11. The knowledge graph retrieval method according to claim 9, characterized in that, Also includes: For each document fragment in the retrieved information, a knowledge graph relevance score is calculated for that document fragment. The knowledge graph relevance score is obtained by weighted summation of entity coverage score, relational relevance score, and proximity decay coefficient. The entity coverage score is the proportion of the number of extended entities contained in the document fragment to the preset total number of extended entities. The relational relevance score is calculated by logarithmically scaling the number of hits of candidate relation data associated with the document fragment. The proximity decay coefficient is determined based on the iteration round from which the document fragment originates, wherein the earlier the iteration round, the larger the proximity decay coefficient. The query type factor is determined based on the query complexity type corresponding to the natural language question, and the coverage factor is calculated using a smoothing function based on the entity coverage score. The preset basic knowledge graph weight, the query type factor, and the coverage factor are multiplied together to obtain the dynamic knowledge graph weight. For each document fragment in the retrieved information, the similarity score of the document fragment is multiplied by the target difference to obtain a first product; and the knowledge graph relevance score is multiplied by the dynamic knowledge graph weight to obtain a second product; the sum of the first product and the second product is used as the final score of the document fragment; wherein, the target difference is 1 minus the difference of the dynamic knowledge graph weight; The document fragments are sorted in descending order according to the final score to obtain a sorted list of document fragments. The sorted list of document fragments is then output as the target retrieval result for the natural language question.

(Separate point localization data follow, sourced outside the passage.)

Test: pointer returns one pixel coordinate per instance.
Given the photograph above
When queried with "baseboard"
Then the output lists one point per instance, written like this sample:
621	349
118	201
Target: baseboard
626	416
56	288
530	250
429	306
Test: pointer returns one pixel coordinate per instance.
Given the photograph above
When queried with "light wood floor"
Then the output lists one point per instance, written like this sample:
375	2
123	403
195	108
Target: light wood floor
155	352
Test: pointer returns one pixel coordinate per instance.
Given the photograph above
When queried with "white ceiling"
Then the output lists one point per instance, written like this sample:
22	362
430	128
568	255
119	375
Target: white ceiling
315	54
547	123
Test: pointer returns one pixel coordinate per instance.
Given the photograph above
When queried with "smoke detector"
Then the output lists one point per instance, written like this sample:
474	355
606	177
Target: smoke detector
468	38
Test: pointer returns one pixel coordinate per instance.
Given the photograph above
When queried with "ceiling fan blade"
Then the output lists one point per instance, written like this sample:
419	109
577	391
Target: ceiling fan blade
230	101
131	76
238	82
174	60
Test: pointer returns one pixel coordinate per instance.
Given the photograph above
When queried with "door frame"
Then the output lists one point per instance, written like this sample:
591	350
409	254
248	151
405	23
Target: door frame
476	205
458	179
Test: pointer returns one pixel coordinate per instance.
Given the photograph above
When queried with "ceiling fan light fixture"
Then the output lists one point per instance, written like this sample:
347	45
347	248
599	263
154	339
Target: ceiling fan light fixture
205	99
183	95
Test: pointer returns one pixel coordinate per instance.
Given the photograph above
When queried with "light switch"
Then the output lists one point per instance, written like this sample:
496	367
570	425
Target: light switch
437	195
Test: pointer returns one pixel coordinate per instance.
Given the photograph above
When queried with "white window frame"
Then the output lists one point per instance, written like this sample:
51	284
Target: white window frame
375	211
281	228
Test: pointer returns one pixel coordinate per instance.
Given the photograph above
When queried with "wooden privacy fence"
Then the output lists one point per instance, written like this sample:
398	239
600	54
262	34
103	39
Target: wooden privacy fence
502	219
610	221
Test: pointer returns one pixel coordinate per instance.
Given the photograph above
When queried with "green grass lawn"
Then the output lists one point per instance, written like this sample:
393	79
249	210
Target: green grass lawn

12. An electronic device comprising a memory, a processor, and a computer program stored in the memory and executable on the processor, characterized in that, When the processor executes the computer program, it implements the knowledge graph retrieval method as described in any one of claims 1 to 11.

13. A computer-readable storage medium having a computer program stored thereon, characterized in that, When executed by a processor, the computer program implements the knowledge graph retrieval method as described in any one of claims 1 to 11.

14. A computer program product, comprising a computer program, characterized in that, When executed by a processor, the computer program implements the knowledge graph retrieval method as described in any one of claims 1 to 11.